During his nationwide tour and national television appearances, Batstone says he has signed up about 2,000 abolitionist churches. “They’re part of the modern-day underground railroad,” Batstone says. “The congregations are offering their churches as safe havens for these slaves.”
Batstone, a professor at the University of San Francisco, also wrote the book “Saving the Corporate Soul & (Who Knows?) Maybe Your Own,” which won the Nautilus Award for 2004 Best Business Book.
For the last six years, he served as executive editor of Sojourners magazine. He is the executive editor of business magazine Motto and appears regularly in USA Today’s Weekend Edition as “America’s ethics guru.”
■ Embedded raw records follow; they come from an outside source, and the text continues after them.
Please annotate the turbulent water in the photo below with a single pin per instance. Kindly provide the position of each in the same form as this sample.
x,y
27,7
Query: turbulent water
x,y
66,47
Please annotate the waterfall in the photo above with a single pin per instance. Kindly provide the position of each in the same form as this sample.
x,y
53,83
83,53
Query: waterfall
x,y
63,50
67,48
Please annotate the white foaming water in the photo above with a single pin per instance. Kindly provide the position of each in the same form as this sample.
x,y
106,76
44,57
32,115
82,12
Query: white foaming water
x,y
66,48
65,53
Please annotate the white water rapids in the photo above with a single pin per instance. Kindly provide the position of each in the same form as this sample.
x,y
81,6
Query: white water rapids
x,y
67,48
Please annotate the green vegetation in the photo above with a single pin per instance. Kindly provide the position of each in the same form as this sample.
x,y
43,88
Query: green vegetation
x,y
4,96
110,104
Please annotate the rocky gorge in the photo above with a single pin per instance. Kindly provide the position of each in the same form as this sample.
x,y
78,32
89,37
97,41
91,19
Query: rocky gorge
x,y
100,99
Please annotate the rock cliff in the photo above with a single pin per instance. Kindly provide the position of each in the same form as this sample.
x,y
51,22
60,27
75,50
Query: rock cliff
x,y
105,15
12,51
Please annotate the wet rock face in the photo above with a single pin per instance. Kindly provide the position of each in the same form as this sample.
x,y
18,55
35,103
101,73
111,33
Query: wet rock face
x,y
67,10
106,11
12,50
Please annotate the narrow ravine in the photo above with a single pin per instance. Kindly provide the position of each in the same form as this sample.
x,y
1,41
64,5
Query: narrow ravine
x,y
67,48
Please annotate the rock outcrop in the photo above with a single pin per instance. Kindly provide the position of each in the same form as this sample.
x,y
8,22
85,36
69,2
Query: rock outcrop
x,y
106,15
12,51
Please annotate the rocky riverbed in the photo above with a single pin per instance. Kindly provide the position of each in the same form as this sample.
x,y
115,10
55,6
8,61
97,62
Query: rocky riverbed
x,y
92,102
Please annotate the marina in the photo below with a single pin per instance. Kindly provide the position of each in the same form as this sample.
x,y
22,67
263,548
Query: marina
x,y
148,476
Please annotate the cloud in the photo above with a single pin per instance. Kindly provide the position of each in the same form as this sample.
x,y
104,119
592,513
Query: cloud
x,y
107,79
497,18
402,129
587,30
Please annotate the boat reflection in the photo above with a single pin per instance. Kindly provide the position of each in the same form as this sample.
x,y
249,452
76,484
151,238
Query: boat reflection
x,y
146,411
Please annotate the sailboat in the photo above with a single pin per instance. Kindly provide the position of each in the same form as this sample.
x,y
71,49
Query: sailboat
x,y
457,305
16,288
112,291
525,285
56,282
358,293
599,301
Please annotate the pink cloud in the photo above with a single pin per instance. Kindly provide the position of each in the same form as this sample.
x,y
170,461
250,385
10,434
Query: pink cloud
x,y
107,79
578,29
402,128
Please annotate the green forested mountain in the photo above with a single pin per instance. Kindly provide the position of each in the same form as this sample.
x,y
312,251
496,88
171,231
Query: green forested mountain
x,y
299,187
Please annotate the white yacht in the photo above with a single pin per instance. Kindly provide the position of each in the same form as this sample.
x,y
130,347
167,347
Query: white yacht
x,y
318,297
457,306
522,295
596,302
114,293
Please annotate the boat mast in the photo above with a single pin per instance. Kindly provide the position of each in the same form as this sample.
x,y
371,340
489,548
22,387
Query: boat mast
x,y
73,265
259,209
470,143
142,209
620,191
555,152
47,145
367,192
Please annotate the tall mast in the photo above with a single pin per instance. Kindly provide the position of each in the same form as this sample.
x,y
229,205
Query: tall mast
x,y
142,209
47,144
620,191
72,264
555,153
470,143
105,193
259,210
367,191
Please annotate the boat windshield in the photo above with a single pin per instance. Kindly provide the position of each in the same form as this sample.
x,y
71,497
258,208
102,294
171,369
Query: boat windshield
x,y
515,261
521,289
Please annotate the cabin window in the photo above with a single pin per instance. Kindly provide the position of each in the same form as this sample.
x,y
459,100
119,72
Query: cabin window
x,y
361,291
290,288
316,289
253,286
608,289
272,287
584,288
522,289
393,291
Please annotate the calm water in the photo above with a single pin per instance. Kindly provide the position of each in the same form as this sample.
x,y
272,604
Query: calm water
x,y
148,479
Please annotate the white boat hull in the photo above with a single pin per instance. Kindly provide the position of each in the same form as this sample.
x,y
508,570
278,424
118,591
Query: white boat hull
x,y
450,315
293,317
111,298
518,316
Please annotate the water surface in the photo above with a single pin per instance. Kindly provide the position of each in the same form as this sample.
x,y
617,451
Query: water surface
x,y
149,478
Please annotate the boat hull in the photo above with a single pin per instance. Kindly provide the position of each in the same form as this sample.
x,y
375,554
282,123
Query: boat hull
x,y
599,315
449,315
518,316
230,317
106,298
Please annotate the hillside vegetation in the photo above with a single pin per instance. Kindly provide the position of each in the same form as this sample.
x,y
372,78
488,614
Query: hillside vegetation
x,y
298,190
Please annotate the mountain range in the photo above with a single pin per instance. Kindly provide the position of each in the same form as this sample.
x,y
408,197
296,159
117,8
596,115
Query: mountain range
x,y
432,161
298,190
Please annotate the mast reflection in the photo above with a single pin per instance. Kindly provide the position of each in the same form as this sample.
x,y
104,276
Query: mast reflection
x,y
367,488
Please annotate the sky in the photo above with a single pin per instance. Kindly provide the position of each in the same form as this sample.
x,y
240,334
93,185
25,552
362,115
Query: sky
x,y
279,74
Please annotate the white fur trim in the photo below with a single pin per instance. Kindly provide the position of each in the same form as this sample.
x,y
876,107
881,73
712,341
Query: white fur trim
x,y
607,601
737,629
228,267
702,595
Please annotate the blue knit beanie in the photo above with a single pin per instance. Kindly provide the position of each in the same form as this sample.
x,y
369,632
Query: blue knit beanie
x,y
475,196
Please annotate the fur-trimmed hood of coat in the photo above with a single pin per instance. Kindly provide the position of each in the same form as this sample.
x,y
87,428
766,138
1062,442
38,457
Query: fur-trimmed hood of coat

His campaign Web site is at http://www.notforsalecampaign.org/.
Moving Mountains of Mulch
Montecito was well represented in Goleta during United Way’s Day of Caring. Once again Westmont took top honors for organizing the largest team of volunteers. About 100 Westmont students, staff and faculty spent September 15 landscaping Dos Pueblos High School. The volunteers planted 46 trees, spread 175 cubic yards of mulch and weeded two quad lawns.
Author and scholar Paul Spickard will discuss the issue of discrimination among people of the same race in a free public lecture in Westmont’s Hieronymus Lounge Friday, September 28, at 3:30 pm. “Is Lighter Better? Skin-Tone Discrimination Among Asian Americans,” explores the social issues and implications surrounding the skin tone of Asian-American women.
Spickard, professor of history, Asian-American studies, and religion at UC Santa Barbara, says color and facial features are issues that powerfully shape understandings of beauty and acceptance in Asian-American communities. “Every Asian-American has heard words like ‘Don’t go out in the sun, you’ll get too dark,’ or ‘Don’t marry him, your kids will be too dark,’” he says.
Spickard, who received his doctorate in history at UC Berkeley, says his research is based on participant observation in the cosmetics industry and on interviews in Chinese, Korean, Vietnamese, Cambodian, Filipino, Thai, and South Asian American communities.
The lecture is sponsored by Westmont’s history and sociology-anthropology departments and intercultural programs office. Refreshments will be served at 3:15 pm.